Agriculture is a major sector of Minnesota's overall economy. Former Senate Majority Leader Roger Moe said it's important to learn from the past and to put things in place to protect agriculture from a catastrophic failure. Moe summed up the current economic situation facing farmers in simple terms.
"Basically the red light on the dash board isn't on yet, but the engine is getting hot," Moe said.
Moe, from Norman County in Northwestern Minnesota, said farmers in his area are riding high now with strong crop prices and record high prices for farm land. But Moe cautioned that the history of business cycles shows that booms like this one don't last.
Others say you don't have to look too far back to see the perils of an economic bubble.
"The parallels to what has just happened in the housing market is frightening close," said report author Lee Egerstrom of Minnesota 20-20.
Egerstrom said the doubling and tripling of farm land prices in the past six years looks a lot like the housing bubble that started collapsing last year.
"We're right at the point where we can see the same thing happen that happened to all these young families who had creative ways of buying homes in the suburbs and are now having them be foreclosed on," Egerstrom said.
Tracy Beckman, a former state senator and director of the Farm Service Agency, said farmers may feel wealthy these days and take on too much debt. Record prices for corn and other crops have helped boost farm income. But Beckman said the cost of farming is also rising, with surging prices for inputs like fuel, fertilizer, seed and acreage rents.
"And the problem you run into is that when commodity prices start to turn down you don't see a corresponding dip in those input costs," Beckman said. "They are very slow to come down if they come down at all. And that's when the pinch can begin to show up."
Minnesota State Economist Tom Stinson agrees that farmers are in a boom period right now.

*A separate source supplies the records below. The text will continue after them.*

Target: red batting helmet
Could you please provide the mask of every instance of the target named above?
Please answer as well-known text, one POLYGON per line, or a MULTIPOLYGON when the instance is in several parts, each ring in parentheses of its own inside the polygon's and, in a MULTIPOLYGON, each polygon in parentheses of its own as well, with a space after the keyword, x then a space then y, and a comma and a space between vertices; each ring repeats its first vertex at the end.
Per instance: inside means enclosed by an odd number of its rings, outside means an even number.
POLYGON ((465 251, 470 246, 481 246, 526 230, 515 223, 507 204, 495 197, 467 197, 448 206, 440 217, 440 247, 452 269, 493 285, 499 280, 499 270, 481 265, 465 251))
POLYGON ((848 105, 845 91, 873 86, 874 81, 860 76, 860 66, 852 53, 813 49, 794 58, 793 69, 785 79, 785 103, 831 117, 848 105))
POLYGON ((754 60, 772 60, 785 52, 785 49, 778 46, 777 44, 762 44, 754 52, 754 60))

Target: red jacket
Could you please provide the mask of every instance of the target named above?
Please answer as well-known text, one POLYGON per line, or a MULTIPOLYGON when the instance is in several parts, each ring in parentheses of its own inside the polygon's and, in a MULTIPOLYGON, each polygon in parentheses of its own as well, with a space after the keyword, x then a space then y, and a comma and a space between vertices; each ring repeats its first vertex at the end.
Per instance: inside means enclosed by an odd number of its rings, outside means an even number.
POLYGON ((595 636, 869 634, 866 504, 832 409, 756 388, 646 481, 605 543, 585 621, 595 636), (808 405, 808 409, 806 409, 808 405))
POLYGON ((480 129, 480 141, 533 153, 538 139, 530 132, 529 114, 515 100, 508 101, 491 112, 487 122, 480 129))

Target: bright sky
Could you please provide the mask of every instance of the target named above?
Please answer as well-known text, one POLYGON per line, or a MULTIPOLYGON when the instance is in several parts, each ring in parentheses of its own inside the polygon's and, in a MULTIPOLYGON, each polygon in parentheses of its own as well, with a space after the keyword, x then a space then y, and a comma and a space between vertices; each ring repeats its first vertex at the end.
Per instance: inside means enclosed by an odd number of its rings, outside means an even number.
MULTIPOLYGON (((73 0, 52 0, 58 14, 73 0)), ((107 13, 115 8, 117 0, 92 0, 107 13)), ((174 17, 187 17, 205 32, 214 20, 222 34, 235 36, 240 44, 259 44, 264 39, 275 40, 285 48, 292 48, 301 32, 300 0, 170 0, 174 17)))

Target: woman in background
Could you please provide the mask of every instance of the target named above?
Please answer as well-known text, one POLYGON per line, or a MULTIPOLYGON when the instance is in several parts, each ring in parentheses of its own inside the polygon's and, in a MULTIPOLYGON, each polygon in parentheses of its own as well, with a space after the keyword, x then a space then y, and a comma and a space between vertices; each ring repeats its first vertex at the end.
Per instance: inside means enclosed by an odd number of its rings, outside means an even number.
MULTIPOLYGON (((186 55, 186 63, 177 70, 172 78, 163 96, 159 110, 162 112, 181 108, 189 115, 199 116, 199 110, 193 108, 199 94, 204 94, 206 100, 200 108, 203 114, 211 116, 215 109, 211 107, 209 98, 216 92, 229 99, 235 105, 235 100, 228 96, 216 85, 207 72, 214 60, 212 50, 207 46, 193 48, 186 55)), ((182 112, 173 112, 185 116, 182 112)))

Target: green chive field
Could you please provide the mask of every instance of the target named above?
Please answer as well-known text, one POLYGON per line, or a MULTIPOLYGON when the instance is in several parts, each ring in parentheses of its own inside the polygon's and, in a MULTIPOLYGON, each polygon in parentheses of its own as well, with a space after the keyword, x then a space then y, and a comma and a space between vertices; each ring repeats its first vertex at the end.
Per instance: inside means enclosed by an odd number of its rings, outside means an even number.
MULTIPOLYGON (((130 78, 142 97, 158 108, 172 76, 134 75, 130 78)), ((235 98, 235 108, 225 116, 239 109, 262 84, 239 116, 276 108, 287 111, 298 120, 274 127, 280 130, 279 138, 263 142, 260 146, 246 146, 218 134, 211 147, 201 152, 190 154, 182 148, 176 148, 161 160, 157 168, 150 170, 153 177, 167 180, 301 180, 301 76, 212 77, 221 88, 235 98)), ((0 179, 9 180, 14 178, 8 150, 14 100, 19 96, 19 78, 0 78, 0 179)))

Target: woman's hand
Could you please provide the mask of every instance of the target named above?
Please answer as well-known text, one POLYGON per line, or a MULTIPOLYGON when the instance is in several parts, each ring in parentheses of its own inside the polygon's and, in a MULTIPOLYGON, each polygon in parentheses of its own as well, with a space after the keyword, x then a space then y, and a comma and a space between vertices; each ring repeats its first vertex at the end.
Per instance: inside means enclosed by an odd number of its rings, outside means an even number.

But he said the Minnesota 20-20 report could be overplaying the potential for crisis.
Stinson thinks farmers have a long memory and will not get themselves into a tight financial spot like farmers in the 1980s.
"So I don't think people are going to get over extended the way they did the late 1970s and when the farm economy really hit the wall in the early 1980s. The damage was just so much that I think it's still well-remembered," Stinson said.
Farm income could go down suddenly due to changes in the global economy and commodity prices may plummet when speculators take their money out of the market. Steadily rising prices for commodities like corn wheat and oil have drawn what Citigroup recently referred to as a tidal wave of investment flows into commodity markets.
Former DFL House Minority Leader and 20-20 Chairman Matt Entenza said it's important for farmers and policy-makers to be prepared and learn from past economic cycles.
"Folks said the Internet boom wouldn't end. They said the housing boom wouldn't end. And the last piece holding up our Minnesota economy is our strong agricultural sector," Etenza said. "But the increases in commodity prices and in particular land prices is not sustainable over the long term."
The Minnesota 20-20 report recommends farmers pay down their debt, and become educated about the potential for a steep downturn. It also strongly suggests the University of Minnesota Extension Service be fully staffed to assist farmers in a financial crisis.